2つ目は、実証分析では妥当な操作変数を探すことと操作変数の妥当性を検証するのに時間がかかってしまったことである。「製品の環境負荷を下げるR&Dに対する態度」と「顧客企業から製品の環境負荷を下げる取り組み要求の受けやすさ」の両方ともに、データが取れない要素が影響を与える可能性が非常に高いと推測される(例えば、経営陣の環境問題に対する意識など)。このような場合に観察データを利用するならば、操作変数を用いて分析するのが王道であるので、操作変数手持ちのデータで操作変数として使えるものを探した。操作変数を探すのに時間を取られて、結局見つからず、操作変数に頼らない方法を採用することになった。そのため、研究の進行が遅れた。以上のように、実証研究・理論研究ともに遅れているので、全体としても遅れていると判断した。
|
Strategy for Future Research Activity |
実証研究については、分析結果がだいぶまとまってきたので、これから分析結果から政策的含意を引き出し、論文の形にまとめて早急に投稿する予定である。
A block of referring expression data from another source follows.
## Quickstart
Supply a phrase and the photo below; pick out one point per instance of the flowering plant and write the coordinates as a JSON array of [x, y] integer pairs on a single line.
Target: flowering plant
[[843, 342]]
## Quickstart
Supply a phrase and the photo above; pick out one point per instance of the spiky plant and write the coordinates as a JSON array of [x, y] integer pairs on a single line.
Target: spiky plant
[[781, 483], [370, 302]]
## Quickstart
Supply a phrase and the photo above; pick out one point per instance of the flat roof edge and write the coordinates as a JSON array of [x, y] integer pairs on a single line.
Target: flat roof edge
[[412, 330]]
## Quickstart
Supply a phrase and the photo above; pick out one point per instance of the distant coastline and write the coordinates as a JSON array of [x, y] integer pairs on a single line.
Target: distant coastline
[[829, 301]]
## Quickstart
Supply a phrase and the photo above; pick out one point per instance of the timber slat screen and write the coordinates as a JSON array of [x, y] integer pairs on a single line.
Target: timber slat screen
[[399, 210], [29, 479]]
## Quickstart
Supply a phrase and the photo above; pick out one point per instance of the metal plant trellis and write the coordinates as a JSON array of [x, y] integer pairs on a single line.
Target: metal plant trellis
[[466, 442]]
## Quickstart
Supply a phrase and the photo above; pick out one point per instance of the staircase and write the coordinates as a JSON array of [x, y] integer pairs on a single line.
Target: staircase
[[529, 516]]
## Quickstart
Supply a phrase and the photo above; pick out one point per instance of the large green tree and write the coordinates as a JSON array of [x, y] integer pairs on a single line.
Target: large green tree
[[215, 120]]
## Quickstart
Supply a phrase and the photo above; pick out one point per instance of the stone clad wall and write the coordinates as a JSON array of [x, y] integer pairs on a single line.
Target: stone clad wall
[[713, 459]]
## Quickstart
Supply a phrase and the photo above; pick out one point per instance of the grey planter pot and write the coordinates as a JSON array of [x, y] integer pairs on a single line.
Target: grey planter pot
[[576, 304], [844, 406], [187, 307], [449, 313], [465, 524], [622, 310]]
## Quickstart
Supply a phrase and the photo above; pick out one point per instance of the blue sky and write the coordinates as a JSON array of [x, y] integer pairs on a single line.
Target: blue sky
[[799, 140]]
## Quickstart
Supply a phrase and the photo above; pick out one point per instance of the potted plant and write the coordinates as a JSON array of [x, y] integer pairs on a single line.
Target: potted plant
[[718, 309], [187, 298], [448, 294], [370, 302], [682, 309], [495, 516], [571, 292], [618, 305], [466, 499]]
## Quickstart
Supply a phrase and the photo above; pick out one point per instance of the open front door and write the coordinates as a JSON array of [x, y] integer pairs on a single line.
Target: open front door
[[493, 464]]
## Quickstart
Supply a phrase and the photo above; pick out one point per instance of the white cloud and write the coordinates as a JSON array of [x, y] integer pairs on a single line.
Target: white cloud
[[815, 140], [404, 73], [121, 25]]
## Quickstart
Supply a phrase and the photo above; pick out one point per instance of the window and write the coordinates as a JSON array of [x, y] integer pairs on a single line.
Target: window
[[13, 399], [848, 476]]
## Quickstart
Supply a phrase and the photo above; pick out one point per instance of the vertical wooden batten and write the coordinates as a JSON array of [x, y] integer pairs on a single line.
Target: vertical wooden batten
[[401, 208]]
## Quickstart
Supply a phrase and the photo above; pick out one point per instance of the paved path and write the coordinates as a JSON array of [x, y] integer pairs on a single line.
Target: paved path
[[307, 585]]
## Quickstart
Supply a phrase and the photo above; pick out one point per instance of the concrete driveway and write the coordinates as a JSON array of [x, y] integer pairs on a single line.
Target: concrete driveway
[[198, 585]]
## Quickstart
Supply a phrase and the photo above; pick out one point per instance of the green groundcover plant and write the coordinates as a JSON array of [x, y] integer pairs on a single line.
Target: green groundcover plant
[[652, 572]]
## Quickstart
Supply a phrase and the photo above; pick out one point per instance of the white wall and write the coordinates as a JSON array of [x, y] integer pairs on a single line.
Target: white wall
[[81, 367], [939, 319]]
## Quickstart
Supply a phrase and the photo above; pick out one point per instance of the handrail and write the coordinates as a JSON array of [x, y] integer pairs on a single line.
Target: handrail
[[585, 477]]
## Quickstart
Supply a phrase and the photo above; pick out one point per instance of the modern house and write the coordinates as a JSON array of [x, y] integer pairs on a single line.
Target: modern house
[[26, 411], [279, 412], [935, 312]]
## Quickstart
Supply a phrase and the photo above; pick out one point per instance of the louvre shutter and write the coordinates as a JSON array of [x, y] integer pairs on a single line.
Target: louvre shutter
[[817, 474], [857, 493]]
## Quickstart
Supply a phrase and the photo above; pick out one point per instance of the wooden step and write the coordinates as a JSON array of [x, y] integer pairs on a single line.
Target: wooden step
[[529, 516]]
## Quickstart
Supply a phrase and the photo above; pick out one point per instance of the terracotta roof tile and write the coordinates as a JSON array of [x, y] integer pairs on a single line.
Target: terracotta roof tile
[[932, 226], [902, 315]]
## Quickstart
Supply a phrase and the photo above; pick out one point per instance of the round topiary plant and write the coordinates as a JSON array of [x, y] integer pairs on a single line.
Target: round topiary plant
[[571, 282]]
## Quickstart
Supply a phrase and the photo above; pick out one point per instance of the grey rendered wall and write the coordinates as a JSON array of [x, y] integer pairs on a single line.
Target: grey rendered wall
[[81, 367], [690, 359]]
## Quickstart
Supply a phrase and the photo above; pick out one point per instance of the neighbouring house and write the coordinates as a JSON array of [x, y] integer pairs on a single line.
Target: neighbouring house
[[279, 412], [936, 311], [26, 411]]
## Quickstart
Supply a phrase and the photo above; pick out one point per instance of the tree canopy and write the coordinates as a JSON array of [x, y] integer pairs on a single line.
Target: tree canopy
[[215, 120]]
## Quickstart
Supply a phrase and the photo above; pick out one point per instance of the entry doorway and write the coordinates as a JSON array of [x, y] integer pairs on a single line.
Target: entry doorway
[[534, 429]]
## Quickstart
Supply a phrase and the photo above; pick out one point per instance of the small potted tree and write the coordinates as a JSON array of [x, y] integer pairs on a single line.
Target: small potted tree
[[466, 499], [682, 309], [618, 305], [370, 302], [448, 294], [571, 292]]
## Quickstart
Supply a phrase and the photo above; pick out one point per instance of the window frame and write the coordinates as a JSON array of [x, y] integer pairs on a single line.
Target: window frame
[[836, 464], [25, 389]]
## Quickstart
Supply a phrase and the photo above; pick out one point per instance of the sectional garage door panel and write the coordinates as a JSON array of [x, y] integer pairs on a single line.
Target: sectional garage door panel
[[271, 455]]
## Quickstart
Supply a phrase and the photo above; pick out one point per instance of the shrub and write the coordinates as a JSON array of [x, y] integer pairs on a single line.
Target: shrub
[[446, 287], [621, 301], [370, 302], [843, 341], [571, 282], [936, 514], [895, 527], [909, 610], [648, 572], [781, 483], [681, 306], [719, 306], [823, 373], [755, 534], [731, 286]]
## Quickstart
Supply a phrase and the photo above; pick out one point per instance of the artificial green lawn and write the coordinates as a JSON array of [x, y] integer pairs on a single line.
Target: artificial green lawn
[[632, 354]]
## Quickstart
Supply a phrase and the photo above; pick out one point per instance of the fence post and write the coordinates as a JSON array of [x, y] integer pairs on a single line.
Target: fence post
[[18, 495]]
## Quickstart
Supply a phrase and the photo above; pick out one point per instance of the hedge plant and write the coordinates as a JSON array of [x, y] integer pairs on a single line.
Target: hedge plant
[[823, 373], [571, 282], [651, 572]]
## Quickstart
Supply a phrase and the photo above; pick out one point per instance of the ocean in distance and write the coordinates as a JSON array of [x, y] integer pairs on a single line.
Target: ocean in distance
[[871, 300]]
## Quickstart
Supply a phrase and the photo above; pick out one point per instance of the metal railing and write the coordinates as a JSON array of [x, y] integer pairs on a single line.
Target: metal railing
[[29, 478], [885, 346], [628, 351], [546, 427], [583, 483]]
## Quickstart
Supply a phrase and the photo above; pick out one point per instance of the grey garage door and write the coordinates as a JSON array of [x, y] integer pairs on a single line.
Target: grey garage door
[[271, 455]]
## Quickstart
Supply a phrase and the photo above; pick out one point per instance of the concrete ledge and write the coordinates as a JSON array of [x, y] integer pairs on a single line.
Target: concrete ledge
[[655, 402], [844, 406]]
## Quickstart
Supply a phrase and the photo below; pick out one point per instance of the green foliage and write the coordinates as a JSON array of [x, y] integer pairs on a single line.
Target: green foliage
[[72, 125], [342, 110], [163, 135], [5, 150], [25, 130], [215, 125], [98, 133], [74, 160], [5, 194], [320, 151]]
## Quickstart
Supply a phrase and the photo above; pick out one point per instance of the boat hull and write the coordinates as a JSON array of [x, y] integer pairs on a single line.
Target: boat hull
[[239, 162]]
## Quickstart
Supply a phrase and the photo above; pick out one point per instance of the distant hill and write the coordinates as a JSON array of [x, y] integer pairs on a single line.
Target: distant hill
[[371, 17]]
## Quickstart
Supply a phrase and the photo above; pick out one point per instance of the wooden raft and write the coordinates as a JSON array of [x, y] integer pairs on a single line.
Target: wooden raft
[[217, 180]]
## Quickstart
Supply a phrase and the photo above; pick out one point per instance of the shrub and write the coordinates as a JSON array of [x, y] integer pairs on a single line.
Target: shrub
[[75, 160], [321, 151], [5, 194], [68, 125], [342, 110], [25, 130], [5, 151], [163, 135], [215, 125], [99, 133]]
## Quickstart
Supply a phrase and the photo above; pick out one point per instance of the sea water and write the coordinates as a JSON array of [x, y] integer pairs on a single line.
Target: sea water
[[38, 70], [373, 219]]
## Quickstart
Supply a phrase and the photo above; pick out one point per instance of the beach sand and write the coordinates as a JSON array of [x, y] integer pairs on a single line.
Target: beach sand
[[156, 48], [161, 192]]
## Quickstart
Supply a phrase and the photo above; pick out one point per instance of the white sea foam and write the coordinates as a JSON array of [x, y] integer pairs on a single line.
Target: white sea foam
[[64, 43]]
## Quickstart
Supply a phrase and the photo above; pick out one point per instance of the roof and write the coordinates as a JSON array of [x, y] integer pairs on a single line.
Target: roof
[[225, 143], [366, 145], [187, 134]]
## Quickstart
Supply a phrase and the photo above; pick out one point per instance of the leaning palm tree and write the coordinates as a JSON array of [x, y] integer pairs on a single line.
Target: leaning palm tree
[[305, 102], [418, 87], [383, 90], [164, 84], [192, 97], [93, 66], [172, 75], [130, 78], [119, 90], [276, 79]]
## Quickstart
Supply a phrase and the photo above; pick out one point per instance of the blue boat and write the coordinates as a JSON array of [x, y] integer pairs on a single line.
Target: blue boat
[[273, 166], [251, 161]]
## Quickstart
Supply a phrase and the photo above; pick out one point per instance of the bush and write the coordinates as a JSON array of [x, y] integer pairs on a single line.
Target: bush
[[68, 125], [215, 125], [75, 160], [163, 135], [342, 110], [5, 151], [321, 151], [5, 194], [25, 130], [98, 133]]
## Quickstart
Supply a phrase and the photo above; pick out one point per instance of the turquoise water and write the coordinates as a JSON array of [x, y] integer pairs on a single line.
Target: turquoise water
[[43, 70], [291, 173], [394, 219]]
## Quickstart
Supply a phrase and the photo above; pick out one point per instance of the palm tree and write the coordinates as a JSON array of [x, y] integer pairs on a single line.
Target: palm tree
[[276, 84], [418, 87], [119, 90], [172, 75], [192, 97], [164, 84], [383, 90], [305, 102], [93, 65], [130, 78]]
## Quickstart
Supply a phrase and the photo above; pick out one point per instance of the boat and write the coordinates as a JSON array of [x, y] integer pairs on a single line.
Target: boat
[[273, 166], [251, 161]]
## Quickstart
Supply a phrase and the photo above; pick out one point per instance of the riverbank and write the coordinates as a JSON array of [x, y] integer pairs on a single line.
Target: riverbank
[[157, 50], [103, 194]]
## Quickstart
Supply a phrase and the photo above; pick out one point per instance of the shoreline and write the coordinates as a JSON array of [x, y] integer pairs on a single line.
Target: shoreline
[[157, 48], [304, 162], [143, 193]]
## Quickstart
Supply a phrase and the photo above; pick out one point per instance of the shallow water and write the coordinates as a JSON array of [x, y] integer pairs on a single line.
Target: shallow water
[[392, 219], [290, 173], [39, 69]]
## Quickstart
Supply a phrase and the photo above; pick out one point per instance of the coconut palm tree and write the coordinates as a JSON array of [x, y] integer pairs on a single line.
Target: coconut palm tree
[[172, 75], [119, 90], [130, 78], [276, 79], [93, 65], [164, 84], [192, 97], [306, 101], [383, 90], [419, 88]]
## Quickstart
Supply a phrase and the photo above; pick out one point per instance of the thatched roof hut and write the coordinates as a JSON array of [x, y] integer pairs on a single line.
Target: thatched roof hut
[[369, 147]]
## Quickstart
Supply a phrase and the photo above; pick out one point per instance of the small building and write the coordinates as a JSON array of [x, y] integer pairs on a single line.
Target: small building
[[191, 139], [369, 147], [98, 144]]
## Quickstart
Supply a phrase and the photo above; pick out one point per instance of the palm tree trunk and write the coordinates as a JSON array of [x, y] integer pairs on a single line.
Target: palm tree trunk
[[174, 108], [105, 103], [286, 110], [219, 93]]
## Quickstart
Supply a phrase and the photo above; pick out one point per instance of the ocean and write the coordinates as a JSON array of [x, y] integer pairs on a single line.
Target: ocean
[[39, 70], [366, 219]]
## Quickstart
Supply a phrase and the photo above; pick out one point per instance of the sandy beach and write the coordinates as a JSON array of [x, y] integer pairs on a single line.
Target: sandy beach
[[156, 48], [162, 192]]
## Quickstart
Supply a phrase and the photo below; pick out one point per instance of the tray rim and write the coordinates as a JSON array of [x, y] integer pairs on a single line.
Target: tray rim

理論研究は、まずは、分析を早急に行い、その結果をまとめて(オンラインで行う可能性のある)夏秋の国内学会発表を行うことを目指す。しかし、新型コロナウイルス感染症対策でオンライン授業となり、その対応に時間がとられるので、(オンラインで行う可能性のある)夏秋の国内学会発表に間に合うように形にできるか微妙なところである。間に合えば、学会発表で得たコメントをもとに論文の改訂を行い、年度末までに査読付き学術雑誌に投稿する。間に合わない場合も年度末までに査読付き学術雑誌に投稿することを目標に論文を取りまとめる。
スケジュール的には、秋の学会発表に間にあわせるために、夏までは理論研究の方をメインに取り組む。学会発表用の準備が終わった後は、学術雑誌に投稿できる論文にまとめられるそうな方から優先的に取り組む。これまでの進捗から考えると、夏以降は実証研究をメインに取り組むことになると思われる。